1997’de Federasyon merkezinin Ankara’ya taşınması amacıyla tüzük değişikliği yapmak için toplanan federasyon genel kuruluna, aynı güne kendi derneğinin genel kurulunu koyarak katılmadı. Böylece Federasyon merkezinin Ankara’ya taşınmasını önleyebilecekken tam tersi bir sonuç yarattı. Altı Nokta kendisine destek vererek Federasyon başkanlığına getirince, kerameti kendinde sanıp Altı Nokta’nın içine oynayarak başkanlığı alırım hayaline kapıldı. Zira 2010 yılında Suha Sağlam’ın başkan seçildiği genel kurulda Altı Nokta’nın içine el atıp, başkanlığı değilse bile bazı hoşnutsuzların oyunu alarak gerçekte nicel gücünün çok üstünde olan 12 yönetim kurulu üyeliğini kaptı. Bu güvenilmez tutumuna rağmen Altı Nokta, 2012 yılında başkanlığı ona altın tepsi içinde sundu. Ama bu kez hiçbir başarı elde edemedi. Federasyon viraneye döndü.
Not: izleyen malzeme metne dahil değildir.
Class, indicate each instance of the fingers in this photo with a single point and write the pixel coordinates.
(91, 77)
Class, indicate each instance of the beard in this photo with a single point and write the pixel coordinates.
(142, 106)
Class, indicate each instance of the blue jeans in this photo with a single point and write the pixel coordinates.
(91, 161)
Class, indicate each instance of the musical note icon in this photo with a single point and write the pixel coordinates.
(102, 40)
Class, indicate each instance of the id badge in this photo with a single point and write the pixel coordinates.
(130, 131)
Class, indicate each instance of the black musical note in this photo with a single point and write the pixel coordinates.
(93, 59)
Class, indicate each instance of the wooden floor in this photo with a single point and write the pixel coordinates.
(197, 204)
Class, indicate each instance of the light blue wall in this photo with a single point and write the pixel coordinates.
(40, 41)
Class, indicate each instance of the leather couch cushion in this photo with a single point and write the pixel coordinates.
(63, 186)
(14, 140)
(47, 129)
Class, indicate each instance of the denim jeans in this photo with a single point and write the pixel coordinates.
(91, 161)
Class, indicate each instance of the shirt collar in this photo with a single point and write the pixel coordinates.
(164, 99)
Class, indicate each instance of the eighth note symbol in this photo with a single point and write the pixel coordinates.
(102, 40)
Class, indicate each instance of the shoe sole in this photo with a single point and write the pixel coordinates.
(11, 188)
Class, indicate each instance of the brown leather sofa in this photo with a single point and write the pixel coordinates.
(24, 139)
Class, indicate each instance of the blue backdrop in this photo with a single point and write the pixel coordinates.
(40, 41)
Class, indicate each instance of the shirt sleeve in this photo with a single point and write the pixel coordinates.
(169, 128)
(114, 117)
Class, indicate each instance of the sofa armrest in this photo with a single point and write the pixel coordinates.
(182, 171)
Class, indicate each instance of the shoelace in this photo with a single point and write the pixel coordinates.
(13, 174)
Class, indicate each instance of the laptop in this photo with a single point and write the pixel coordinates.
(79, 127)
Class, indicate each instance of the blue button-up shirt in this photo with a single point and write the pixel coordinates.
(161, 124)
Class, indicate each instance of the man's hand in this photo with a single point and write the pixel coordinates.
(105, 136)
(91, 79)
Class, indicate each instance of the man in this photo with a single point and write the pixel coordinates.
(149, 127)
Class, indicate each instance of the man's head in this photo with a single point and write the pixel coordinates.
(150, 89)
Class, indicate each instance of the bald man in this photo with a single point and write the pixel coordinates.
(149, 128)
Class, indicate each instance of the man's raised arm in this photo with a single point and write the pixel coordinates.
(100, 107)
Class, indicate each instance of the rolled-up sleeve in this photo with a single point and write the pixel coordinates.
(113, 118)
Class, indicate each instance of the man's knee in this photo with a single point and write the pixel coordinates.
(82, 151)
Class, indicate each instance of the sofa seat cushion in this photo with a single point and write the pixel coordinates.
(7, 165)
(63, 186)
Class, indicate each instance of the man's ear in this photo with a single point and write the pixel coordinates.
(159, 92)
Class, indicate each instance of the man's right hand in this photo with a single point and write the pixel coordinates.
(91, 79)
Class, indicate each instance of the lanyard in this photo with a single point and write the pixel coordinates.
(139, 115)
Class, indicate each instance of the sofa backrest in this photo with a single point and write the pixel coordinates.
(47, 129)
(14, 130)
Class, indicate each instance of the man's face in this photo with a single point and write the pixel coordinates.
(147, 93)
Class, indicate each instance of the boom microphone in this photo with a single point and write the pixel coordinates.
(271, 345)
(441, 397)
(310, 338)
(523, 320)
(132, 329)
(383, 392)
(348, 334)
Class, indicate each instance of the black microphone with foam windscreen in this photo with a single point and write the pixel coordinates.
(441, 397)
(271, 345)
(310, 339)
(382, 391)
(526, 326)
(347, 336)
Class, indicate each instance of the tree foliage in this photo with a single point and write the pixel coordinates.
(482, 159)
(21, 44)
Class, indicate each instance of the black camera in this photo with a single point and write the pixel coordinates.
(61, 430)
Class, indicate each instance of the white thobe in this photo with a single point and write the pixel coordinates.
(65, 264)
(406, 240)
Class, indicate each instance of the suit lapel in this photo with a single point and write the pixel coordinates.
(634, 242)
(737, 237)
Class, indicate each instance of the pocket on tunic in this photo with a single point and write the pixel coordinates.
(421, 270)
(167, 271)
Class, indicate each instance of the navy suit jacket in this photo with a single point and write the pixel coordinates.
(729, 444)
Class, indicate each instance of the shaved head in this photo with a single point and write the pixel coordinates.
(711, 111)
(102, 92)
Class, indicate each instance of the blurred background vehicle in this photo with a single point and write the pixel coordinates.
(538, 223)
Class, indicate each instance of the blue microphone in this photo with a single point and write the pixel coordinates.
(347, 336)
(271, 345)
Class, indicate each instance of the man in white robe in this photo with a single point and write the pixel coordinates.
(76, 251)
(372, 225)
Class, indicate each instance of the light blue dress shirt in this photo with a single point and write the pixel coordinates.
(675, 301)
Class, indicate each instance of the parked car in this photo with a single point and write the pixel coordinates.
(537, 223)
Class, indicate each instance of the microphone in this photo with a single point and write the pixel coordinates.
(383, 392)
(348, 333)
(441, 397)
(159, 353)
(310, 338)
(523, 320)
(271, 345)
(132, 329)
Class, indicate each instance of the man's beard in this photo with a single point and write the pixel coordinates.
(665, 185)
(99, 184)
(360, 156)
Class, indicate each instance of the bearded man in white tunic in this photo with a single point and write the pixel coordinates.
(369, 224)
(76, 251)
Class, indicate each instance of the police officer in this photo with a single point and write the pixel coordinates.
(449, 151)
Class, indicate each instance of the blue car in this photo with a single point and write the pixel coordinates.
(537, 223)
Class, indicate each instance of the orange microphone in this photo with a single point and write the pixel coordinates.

Şimdi yine yanlış davranıyor ve kendi örgütünü yanıltıyor. Zira genel kurula katılması halinde istemediği tüzük değişikliklerini önleyebilir. Federasyonu ve Konfederasyonu, tellallığını yaptığı felaketlerden kurtarabilir. O “ya hep, ya hiç” diyerek boykotçu takılıyor. Yahu kardeşim, üç yıldır boykotçu takılarak ne elde ettiniz de şimdi boykottan medet umuyorsunuz. Bu kez sadece kendi örgütünüzü değil, iki örgütü daha pasifleştirme noktasına çekiyorsunuz. Yahu siz, Altı Noktasız doğru düzgün bir adım bile atamazsınız! Böyle devam ederseniz, zaman içinde etkisiz eleman haline dönüşerek çürüyüp gidersiniz. Hoş, varlığınızın engelli hareketine katkısı ne ki? Boykotunuz hayırlı olsun bizim sevgili arkadaşlarımız.
Haa unutmadan, giderayak Ahmet Cantürk’e bir de doğru hesap yapmasını öğretelim. Geçen genel kurulda Turhan İçli’ye karşı sekiz oyla kaybettiğini söylüyor. Sevgili Ahmet Cantürk, geçen genel kurula 245 delege katıldı. Bunlardan dördünün oyu geçersiz sayıldı. Kalan 241 delegenin 137’si Turhan İçli’ye, 104’ü sana oy kullandı. Aradaki fark 33; fark senin aldığın oyların üçte biri. Hırsından divan tutanağına bile başvurmuyorsun; el aleme açık olan WEB sitenden dayanaksız sallıyorsun. Yakışır sana!